Here's something to think about folks.
MF Global has reportedly fired the rest of their staff; it's all over. This should not surprise.
But what you need to think about here is how you, as an investor or trader, deal with this.
First, read my earlier Ticker from today. If you haven't understood these risks, you now should. If you need confirmation of this, go call a securities lawyer and spend the money to ask the question and get an actual opinion. I've done it years ago and you should too.
Now let's talk risk management.
It is my considered opinion that due to clawback risk and SIPC avoidance in some cases (e.g. Madoff) means you cannot count on any of these things. For an investor you might feel ok being under SIPC limits for actual equity positions, but clawback risk means you could be wrong there too.
But what if you're an active trader? If you discern risk and leave, you run the risk of being clawed back. If you stay and get hosed, you could lose the entire contents of your account. So what do you do?
CNBC had a discussion just now where they talked about paying custodial fees and sweeping funds. That's all fine and well but it presumes the custodian doesn't steal the money -- which is exactly what is alleged to have happened in the MF Global case!
Therefore, this doesn't work either.
This is the best I've been able to come up with. It's not perfect, and if you have better ideas let's have 'em in the comments section.
First, you move all of your liquid cash to Treasury Direct. Buy short-term T-bills with it on the way in (e.g. 4-week) which will pay zero and sweep to CofI (Certificate of Indebtedness); this gives you a "cash stash" of essentially infinite size that pays no interest, but should be safe. If the Treasury screws you then the problems are beyond risk management. We'll leave it at that.
From there you fund a futures account somewhere. You fund it with only enough to cover your margin. This requires you have ~7-10% of your position size you intend to trade (aggregated all-in) on deposit, and if you suffer losses you will have to make more deposits. As you make gains you withdraw the excess funds and sweep them manually through your bank account to Treasury Direct.
This leaves you trading only futures. That sort of sucks, but the reason for it is that your maximum loss in the event of fraud is now your margin money, or about 10% of what you have in the game.
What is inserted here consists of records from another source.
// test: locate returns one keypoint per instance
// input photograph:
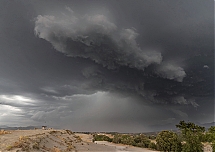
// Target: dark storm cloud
(127, 67)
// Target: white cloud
(49, 90)
(10, 99)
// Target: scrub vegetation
(189, 138)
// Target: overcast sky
(106, 65)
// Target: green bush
(152, 146)
(192, 134)
(102, 138)
(168, 141)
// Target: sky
(125, 66)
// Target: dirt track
(56, 141)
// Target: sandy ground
(58, 141)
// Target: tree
(192, 135)
(168, 141)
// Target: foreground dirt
(61, 141)
(56, 141)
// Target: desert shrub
(168, 141)
(134, 140)
(192, 134)
(102, 138)
(152, 146)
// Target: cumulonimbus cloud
(96, 38)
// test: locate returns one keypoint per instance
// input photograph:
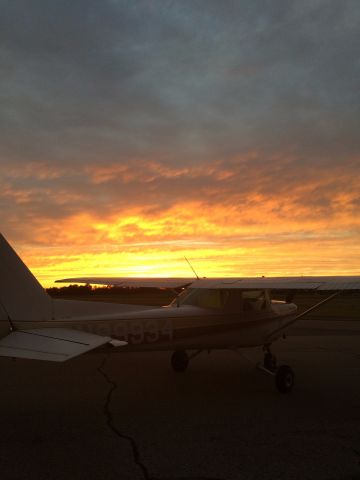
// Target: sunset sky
(136, 132)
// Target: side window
(254, 300)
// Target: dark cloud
(262, 97)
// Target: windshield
(232, 300)
(202, 297)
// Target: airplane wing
(332, 283)
(53, 344)
(132, 281)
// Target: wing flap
(52, 344)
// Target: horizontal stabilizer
(53, 344)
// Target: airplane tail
(21, 295)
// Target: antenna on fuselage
(192, 268)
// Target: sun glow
(219, 242)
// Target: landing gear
(179, 360)
(284, 375)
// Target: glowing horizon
(136, 133)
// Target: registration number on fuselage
(136, 332)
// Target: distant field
(344, 307)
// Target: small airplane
(209, 313)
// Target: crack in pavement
(128, 438)
(110, 422)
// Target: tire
(284, 379)
(179, 361)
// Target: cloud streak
(140, 125)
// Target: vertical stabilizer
(21, 295)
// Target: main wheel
(179, 360)
(284, 379)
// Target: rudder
(21, 295)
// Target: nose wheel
(284, 375)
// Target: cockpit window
(203, 297)
(254, 300)
(232, 300)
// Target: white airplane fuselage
(182, 327)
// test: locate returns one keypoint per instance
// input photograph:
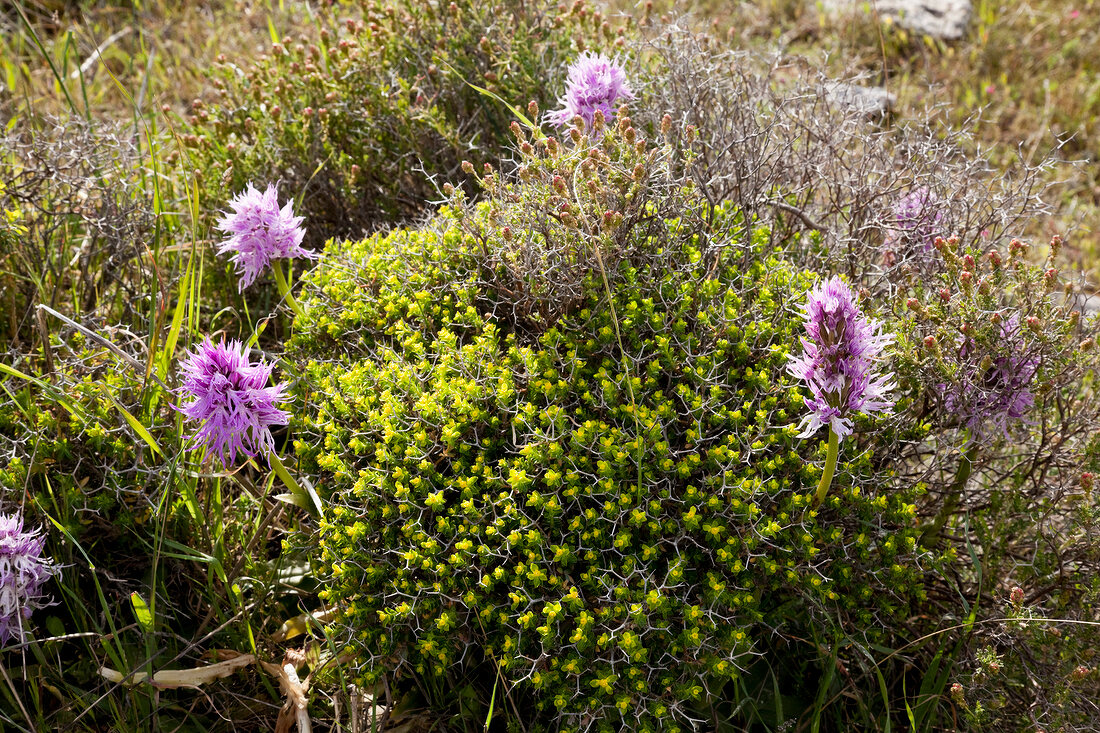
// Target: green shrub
(366, 120)
(558, 440)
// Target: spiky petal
(994, 389)
(22, 573)
(594, 83)
(260, 231)
(231, 402)
(838, 361)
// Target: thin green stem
(831, 456)
(954, 495)
(284, 288)
(304, 496)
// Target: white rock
(942, 19)
(871, 101)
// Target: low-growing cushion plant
(559, 444)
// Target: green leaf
(142, 612)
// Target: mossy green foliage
(363, 121)
(611, 510)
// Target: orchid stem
(284, 288)
(954, 494)
(307, 499)
(831, 456)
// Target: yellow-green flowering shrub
(556, 437)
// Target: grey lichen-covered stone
(870, 101)
(942, 19)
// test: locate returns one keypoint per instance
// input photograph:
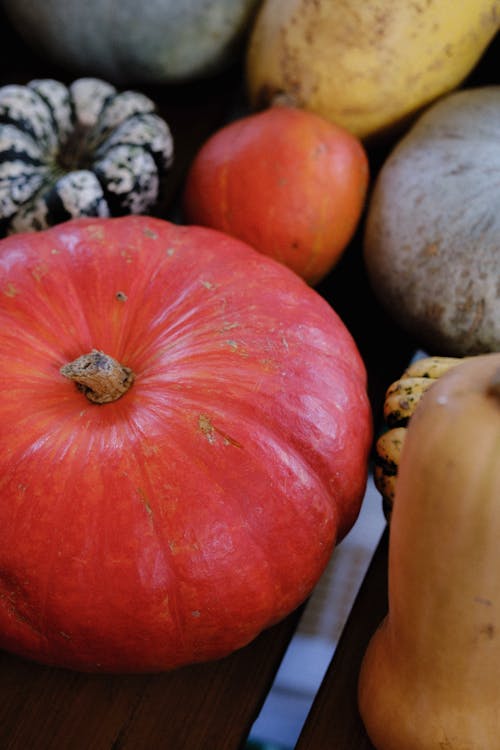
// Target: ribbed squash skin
(84, 149)
(175, 523)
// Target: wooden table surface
(208, 706)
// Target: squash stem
(494, 387)
(100, 377)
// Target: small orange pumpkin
(285, 181)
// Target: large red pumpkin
(173, 524)
(285, 181)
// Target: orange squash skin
(285, 181)
(429, 677)
(175, 523)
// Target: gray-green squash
(78, 150)
(155, 41)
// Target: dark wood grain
(202, 707)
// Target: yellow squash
(365, 64)
(430, 678)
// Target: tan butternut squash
(430, 678)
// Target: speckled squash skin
(78, 150)
(433, 226)
(157, 41)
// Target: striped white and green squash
(78, 150)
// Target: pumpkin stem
(100, 377)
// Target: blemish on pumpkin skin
(40, 271)
(431, 249)
(145, 501)
(10, 290)
(211, 432)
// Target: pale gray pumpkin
(432, 238)
(78, 150)
(153, 41)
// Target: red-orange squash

Is it perfect? No, but it works for anyone with enough size to be in trouble with SIPC limits (e.g. $100k cash limit) and above. It severely restricts what you can trade, but you can still trade broad basket equities (e.g. S&P 500, Nasdaq 100, etc), Treasury rates (e.g. 10y T-Bill futures) and some currencies (e.g. Euro/Dollar), commodities (e.g. gold, copper, wheat, etc) and you get statutory tax treatment. The latter means you have a very simple tax return and that's of benefit for active traders (it's a net lose, however, for long-term investors.)
This strategy should limit your exposure to fraud to no more than your margin deposit. The only "corner case" would be an overnight position that is severely underwater and you can't liquidate out of and thus take a "beyond margin" hit during an active fraud. I can't figure out how to get around that one, unfortunately.
In theory anyway.
Again, this is a musing, not a recommendation -- if I'm missing something, comment on it. But if not, this is a potential strategy to talk about with an actual licensed advisor for those who don't want to just walk off entirely from the market but find unacceptable the potential to lose everything due to clawback risk along with SIPC limit problems and the potential for fraud. Since it appears that the CFTC, CME and others are simply incapable of detecting fraud in time to stop you from getting screwed and the risk of a screwing means zeroing you out your only option other than a "head in the sand" is active management and personal segregation of funds. You'll still lose, but a 10% loss should be survivable even under the most-adverse circumstance.
In any event it sure as hell beats a 100% loss.